About the job
Embracing the benefits of remote work, we at Tecsys promote a digital-first culture that enhances employee morale, boosts productivity, and reduces the environmental impact associated with commuting. Our commitment to remote work is complemented by our well-equipped offices and collaborative spaces, offering flexibility for our team to work in the most productive manner possible.
About Us
Tecsys is a rapidly growing innovator in supply chain solutions, serving leading healthcare systems, hospitals, pharmacies, distributors, retailers, and 3PLs. We partner with industry leaders to revolutionize their supply chains through cutting-edge technology. If you enjoy overcoming challenges and are eager for continuous learning, Tecsys may be the perfect place for you!
About the Role
We are seeking a Site Reliability Engineer to join our Network and Security Operations Center (NOC), which is integral to ensuring platform reliability for our mission-critical SaaS environments. In this role, you will be responsible for maintaining, optimizing, and ensuring the reliability and performance of our cloud infrastructure across AWS and Kubernetes. Your focus will be on automation, observability, and continuous improvement. This position combines reliability engineering with incident command, granting you significant ownership of uptime, performance, and innovation. You will join a team of highly skilled professionals who value creative problem-solving, operational excellence, and continual enhancement through automation and resilience engineering.
Your Responsibilities
- Collaborate with Engineering teams to support services pre-launch through system design consulting, software platform development, capacity planning, and launch reviews.
- Drive innovation: Identify issues, propose creative solutions, and implement initiatives to simplify, scale, and strengthen the platform.
- Monitor and maintain live services by evaluating availability, latency, and overall system health.

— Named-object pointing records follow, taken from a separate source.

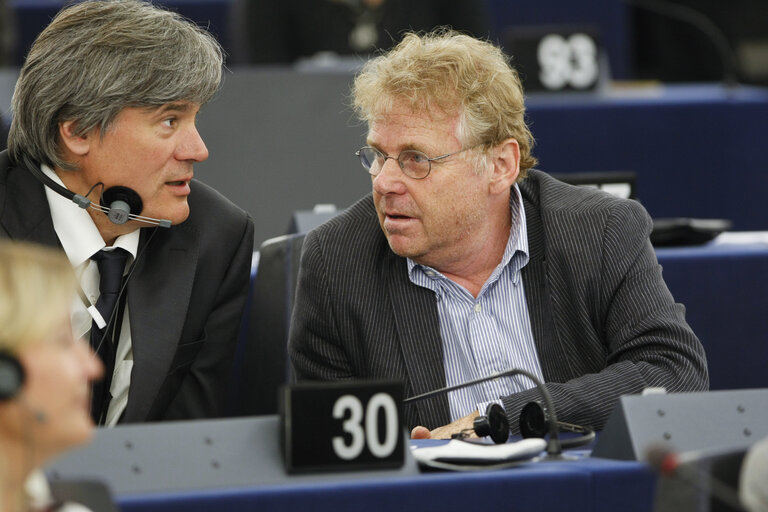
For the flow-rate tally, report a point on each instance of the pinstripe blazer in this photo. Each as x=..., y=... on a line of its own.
x=604, y=322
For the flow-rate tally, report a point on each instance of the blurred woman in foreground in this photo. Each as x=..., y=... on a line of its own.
x=44, y=373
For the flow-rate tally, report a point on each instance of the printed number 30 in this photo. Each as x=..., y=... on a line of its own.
x=369, y=435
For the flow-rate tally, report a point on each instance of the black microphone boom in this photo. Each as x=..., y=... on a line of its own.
x=122, y=200
x=554, y=450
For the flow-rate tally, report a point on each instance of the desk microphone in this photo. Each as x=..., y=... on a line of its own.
x=554, y=449
x=682, y=465
x=120, y=204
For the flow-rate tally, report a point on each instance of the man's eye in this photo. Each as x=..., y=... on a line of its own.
x=416, y=158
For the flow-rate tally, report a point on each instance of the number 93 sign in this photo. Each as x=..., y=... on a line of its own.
x=556, y=60
x=342, y=426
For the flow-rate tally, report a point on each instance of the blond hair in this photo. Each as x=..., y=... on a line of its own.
x=37, y=286
x=453, y=73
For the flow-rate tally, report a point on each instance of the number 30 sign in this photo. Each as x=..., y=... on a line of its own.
x=342, y=426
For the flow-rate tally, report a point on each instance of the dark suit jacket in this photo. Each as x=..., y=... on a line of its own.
x=603, y=320
x=185, y=297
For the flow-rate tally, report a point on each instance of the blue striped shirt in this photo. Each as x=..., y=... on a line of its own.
x=487, y=334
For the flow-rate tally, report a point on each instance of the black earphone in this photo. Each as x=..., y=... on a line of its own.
x=534, y=422
x=11, y=375
x=494, y=424
x=119, y=204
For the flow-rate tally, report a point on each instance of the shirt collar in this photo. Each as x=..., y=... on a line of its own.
x=517, y=241
x=76, y=230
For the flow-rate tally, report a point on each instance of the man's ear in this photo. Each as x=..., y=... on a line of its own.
x=73, y=143
x=505, y=165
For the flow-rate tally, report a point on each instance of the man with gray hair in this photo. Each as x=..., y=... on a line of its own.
x=465, y=261
x=100, y=163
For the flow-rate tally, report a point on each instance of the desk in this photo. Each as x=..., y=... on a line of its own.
x=586, y=485
x=725, y=290
x=168, y=467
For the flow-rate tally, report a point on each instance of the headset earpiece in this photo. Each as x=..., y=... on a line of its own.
x=494, y=424
x=534, y=422
x=11, y=376
x=122, y=202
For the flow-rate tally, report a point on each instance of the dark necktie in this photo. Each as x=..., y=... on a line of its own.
x=104, y=341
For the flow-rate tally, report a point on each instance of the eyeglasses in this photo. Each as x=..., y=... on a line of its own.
x=414, y=164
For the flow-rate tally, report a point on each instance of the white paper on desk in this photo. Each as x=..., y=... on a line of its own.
x=467, y=452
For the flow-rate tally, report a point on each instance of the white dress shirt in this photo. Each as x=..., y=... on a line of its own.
x=81, y=239
x=489, y=333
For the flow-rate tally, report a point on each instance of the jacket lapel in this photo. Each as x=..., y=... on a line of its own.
x=418, y=331
x=25, y=211
x=158, y=295
x=535, y=281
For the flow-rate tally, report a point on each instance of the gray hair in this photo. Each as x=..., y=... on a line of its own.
x=97, y=58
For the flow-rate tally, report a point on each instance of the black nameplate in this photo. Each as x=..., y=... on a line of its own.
x=341, y=426
x=556, y=58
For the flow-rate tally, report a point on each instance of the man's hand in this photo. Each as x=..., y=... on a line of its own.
x=446, y=431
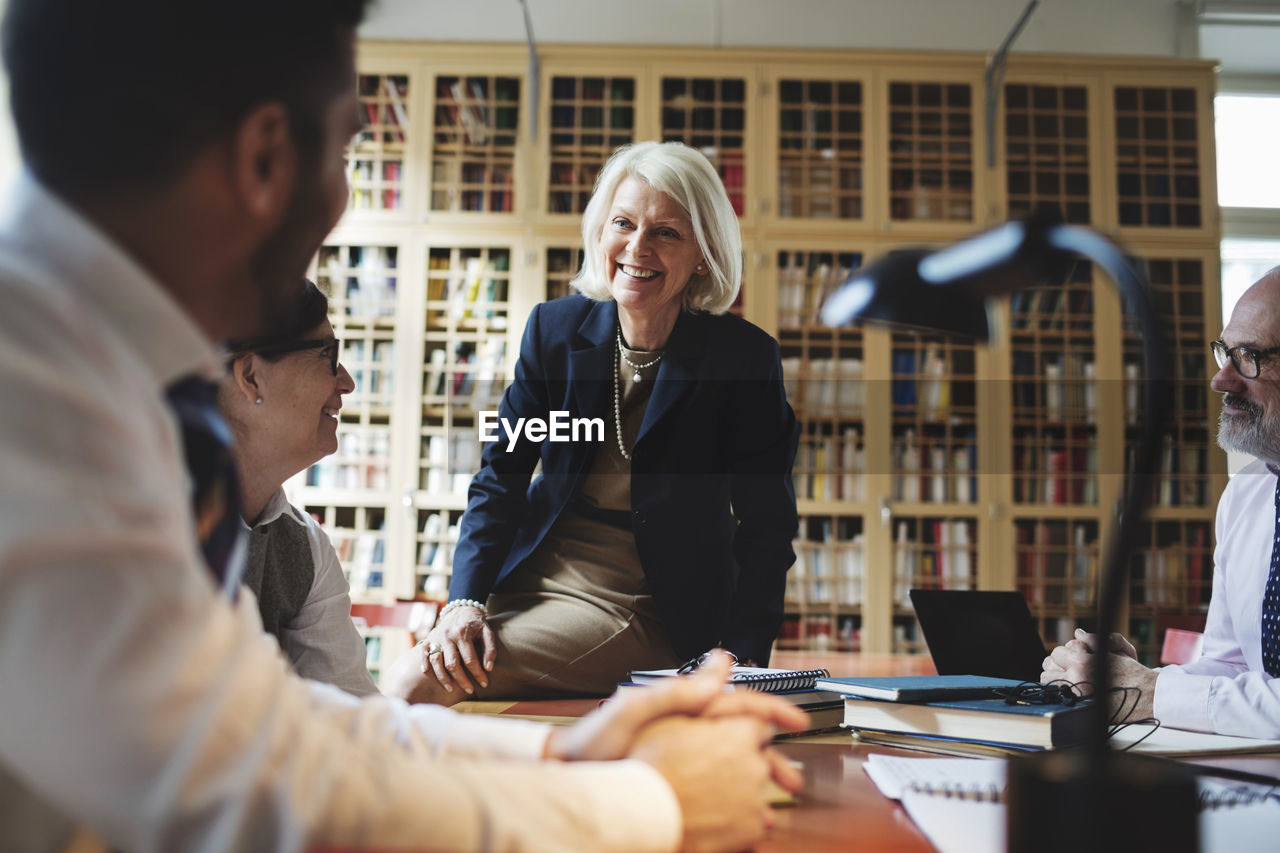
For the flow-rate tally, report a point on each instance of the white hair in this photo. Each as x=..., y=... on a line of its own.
x=688, y=177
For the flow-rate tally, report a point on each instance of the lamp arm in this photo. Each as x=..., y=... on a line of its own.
x=1159, y=404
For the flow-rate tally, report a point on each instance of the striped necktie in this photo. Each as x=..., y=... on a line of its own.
x=1271, y=602
x=206, y=441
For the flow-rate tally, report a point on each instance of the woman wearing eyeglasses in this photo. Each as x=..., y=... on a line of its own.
x=282, y=401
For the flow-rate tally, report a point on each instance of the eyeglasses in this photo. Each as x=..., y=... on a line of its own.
x=702, y=658
x=328, y=347
x=1246, y=360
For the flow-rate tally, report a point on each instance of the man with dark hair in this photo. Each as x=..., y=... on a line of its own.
x=184, y=160
x=1234, y=687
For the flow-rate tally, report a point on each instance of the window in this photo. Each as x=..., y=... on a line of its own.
x=1248, y=162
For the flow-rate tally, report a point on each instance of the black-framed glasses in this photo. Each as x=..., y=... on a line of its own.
x=1246, y=360
x=328, y=347
x=689, y=666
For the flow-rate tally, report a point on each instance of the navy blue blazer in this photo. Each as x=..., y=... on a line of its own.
x=712, y=502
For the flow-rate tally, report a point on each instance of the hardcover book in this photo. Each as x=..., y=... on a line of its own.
x=991, y=720
x=917, y=688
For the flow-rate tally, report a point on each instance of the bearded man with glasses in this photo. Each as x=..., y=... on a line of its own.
x=1234, y=687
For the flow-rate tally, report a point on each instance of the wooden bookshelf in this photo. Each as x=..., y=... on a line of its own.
x=589, y=118
x=375, y=158
x=923, y=460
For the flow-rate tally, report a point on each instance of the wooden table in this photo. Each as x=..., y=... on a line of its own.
x=839, y=808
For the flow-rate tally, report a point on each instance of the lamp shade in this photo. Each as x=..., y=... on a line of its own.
x=891, y=291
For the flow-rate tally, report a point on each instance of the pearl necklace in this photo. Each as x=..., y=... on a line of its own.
x=631, y=364
x=617, y=402
x=617, y=389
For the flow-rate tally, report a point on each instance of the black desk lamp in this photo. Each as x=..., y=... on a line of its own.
x=1073, y=801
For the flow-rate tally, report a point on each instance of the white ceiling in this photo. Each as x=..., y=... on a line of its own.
x=1120, y=27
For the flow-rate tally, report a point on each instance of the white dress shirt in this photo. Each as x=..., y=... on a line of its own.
x=321, y=642
x=138, y=702
x=1226, y=690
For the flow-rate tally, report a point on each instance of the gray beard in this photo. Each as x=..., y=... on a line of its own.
x=1248, y=433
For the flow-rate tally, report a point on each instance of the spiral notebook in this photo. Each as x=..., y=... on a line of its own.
x=755, y=678
x=941, y=794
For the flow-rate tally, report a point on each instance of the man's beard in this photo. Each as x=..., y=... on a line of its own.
x=1248, y=433
x=280, y=263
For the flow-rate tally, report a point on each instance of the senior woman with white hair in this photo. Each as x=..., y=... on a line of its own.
x=672, y=534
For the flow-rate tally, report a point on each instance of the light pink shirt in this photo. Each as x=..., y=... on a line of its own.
x=136, y=701
x=1226, y=690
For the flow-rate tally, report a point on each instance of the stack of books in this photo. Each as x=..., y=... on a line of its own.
x=954, y=714
x=964, y=715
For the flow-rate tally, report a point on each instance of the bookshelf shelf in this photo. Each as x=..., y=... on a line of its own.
x=375, y=159
x=920, y=460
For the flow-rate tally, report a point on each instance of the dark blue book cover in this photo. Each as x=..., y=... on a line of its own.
x=918, y=688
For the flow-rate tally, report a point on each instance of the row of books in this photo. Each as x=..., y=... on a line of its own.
x=821, y=632
x=465, y=110
x=474, y=379
x=435, y=555
x=362, y=555
x=804, y=284
x=1176, y=576
x=474, y=296
x=1061, y=387
x=361, y=461
x=371, y=368
x=1183, y=473
x=922, y=381
x=1051, y=308
x=366, y=286
x=935, y=471
x=828, y=573
x=824, y=386
x=933, y=553
x=1052, y=569
x=830, y=468
x=371, y=191
x=383, y=100
x=449, y=463
x=476, y=186
x=1056, y=474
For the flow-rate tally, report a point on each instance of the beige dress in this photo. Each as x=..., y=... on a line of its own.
x=577, y=616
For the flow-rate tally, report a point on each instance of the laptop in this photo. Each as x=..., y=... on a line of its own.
x=979, y=632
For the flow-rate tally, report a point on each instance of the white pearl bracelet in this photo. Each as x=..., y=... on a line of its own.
x=462, y=602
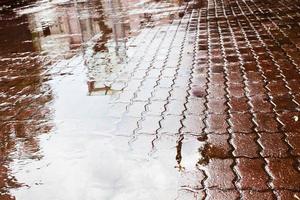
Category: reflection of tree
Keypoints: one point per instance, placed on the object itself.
(24, 113)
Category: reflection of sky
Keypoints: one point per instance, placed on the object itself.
(84, 157)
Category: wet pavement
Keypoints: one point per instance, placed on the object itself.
(143, 99)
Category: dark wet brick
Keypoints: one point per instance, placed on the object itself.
(293, 138)
(277, 88)
(216, 123)
(260, 103)
(193, 124)
(254, 77)
(216, 91)
(238, 104)
(266, 122)
(252, 173)
(284, 103)
(288, 195)
(245, 145)
(215, 194)
(273, 145)
(236, 90)
(289, 121)
(220, 174)
(251, 195)
(256, 89)
(241, 122)
(235, 77)
(284, 174)
(217, 146)
(217, 106)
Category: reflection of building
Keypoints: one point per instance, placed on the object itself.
(24, 113)
(62, 29)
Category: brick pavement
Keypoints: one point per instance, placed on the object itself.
(225, 75)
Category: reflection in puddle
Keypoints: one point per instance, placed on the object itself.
(58, 137)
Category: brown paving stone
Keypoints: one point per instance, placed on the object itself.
(266, 122)
(217, 146)
(241, 122)
(217, 106)
(216, 91)
(251, 195)
(220, 174)
(238, 104)
(293, 138)
(288, 195)
(245, 145)
(260, 103)
(273, 145)
(256, 89)
(236, 90)
(289, 121)
(284, 174)
(214, 194)
(235, 77)
(216, 123)
(283, 103)
(252, 173)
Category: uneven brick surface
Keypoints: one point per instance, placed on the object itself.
(212, 95)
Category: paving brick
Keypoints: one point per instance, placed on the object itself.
(238, 104)
(220, 174)
(215, 194)
(252, 173)
(283, 103)
(195, 106)
(266, 122)
(240, 141)
(273, 145)
(216, 123)
(284, 174)
(284, 194)
(217, 146)
(241, 122)
(236, 90)
(249, 195)
(217, 106)
(293, 139)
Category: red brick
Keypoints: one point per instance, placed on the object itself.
(238, 104)
(252, 173)
(241, 122)
(220, 174)
(289, 121)
(273, 145)
(221, 195)
(236, 90)
(284, 174)
(216, 123)
(260, 103)
(293, 138)
(217, 106)
(288, 195)
(266, 122)
(250, 195)
(240, 141)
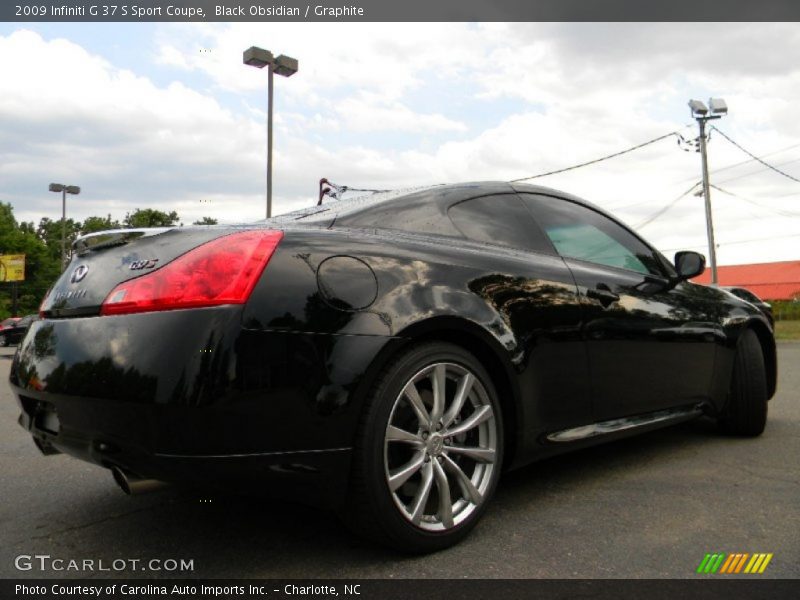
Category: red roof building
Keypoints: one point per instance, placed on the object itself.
(768, 281)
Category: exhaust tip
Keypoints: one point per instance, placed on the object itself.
(132, 485)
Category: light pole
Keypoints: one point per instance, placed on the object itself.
(282, 65)
(700, 112)
(64, 189)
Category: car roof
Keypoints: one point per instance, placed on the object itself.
(414, 205)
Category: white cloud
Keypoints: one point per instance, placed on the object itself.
(493, 101)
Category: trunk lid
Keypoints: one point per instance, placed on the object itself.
(103, 260)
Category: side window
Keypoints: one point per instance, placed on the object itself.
(501, 219)
(580, 232)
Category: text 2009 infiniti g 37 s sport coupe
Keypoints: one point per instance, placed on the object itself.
(386, 356)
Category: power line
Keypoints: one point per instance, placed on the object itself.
(661, 211)
(743, 175)
(597, 160)
(753, 156)
(777, 211)
(749, 160)
(748, 241)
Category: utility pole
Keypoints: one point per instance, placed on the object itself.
(700, 112)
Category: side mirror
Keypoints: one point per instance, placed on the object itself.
(689, 264)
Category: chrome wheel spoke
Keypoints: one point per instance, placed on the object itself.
(464, 388)
(438, 381)
(484, 455)
(484, 413)
(410, 392)
(399, 476)
(441, 435)
(421, 497)
(445, 512)
(395, 434)
(465, 483)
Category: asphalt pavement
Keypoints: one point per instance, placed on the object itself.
(647, 507)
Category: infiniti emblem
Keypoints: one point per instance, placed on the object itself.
(79, 273)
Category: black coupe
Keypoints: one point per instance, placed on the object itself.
(386, 356)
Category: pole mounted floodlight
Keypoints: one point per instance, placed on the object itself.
(285, 65)
(282, 65)
(257, 57)
(698, 108)
(700, 112)
(718, 106)
(64, 189)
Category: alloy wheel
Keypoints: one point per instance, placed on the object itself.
(440, 447)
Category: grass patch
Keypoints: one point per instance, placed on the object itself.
(787, 330)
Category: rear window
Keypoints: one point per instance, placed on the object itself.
(500, 219)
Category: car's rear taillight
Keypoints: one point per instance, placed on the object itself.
(223, 271)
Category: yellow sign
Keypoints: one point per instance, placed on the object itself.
(12, 267)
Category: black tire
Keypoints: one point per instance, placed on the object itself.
(376, 507)
(746, 410)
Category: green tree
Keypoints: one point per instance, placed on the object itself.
(94, 224)
(50, 231)
(149, 217)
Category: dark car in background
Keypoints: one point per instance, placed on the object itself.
(386, 356)
(750, 297)
(13, 332)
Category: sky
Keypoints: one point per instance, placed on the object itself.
(166, 116)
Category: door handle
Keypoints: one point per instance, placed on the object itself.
(603, 294)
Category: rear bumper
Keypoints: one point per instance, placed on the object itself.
(190, 396)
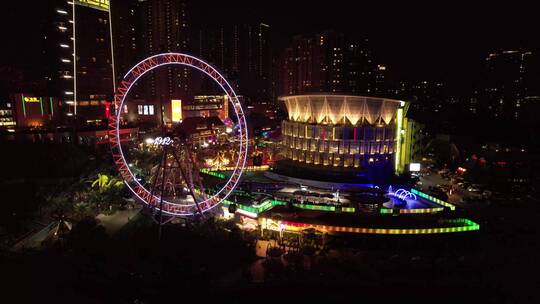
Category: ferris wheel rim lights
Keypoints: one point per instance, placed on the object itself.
(130, 78)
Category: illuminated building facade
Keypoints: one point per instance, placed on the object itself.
(80, 58)
(206, 106)
(30, 111)
(165, 29)
(361, 136)
(328, 62)
(243, 54)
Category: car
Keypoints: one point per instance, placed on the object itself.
(473, 189)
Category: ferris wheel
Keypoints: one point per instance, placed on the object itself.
(176, 188)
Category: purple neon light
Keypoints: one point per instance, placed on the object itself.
(240, 163)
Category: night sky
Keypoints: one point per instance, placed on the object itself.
(417, 41)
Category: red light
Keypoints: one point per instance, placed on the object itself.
(107, 109)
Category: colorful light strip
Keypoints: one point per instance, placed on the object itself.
(412, 211)
(212, 173)
(433, 199)
(466, 225)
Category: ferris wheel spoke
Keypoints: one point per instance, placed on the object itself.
(189, 170)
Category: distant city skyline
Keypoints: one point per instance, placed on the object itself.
(414, 41)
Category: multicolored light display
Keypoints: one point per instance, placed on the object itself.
(433, 199)
(464, 225)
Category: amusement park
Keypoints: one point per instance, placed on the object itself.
(160, 150)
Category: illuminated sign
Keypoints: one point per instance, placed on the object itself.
(163, 141)
(31, 99)
(102, 5)
(176, 106)
(414, 167)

- Enhance observability: Expand monitoring and alerting with Datadog; define SLOs/SLIs and create actionable dashboards to promote reliability.
- Automate processes: Develop and improve internal tools, IaC frameworks, and pipelines (e.g., Terraform, GitLab CI/CD) to minimize manual intervention and enable self-healing systems.
- Achieve sustainable system scaling through automation and advocate for changes that enhance reliability and velocity.
- Function as an orchestrator using Amazon Kiro: Execute multiple activities concurrently leveraging AI agents to expedite processes while personally validating outcomes.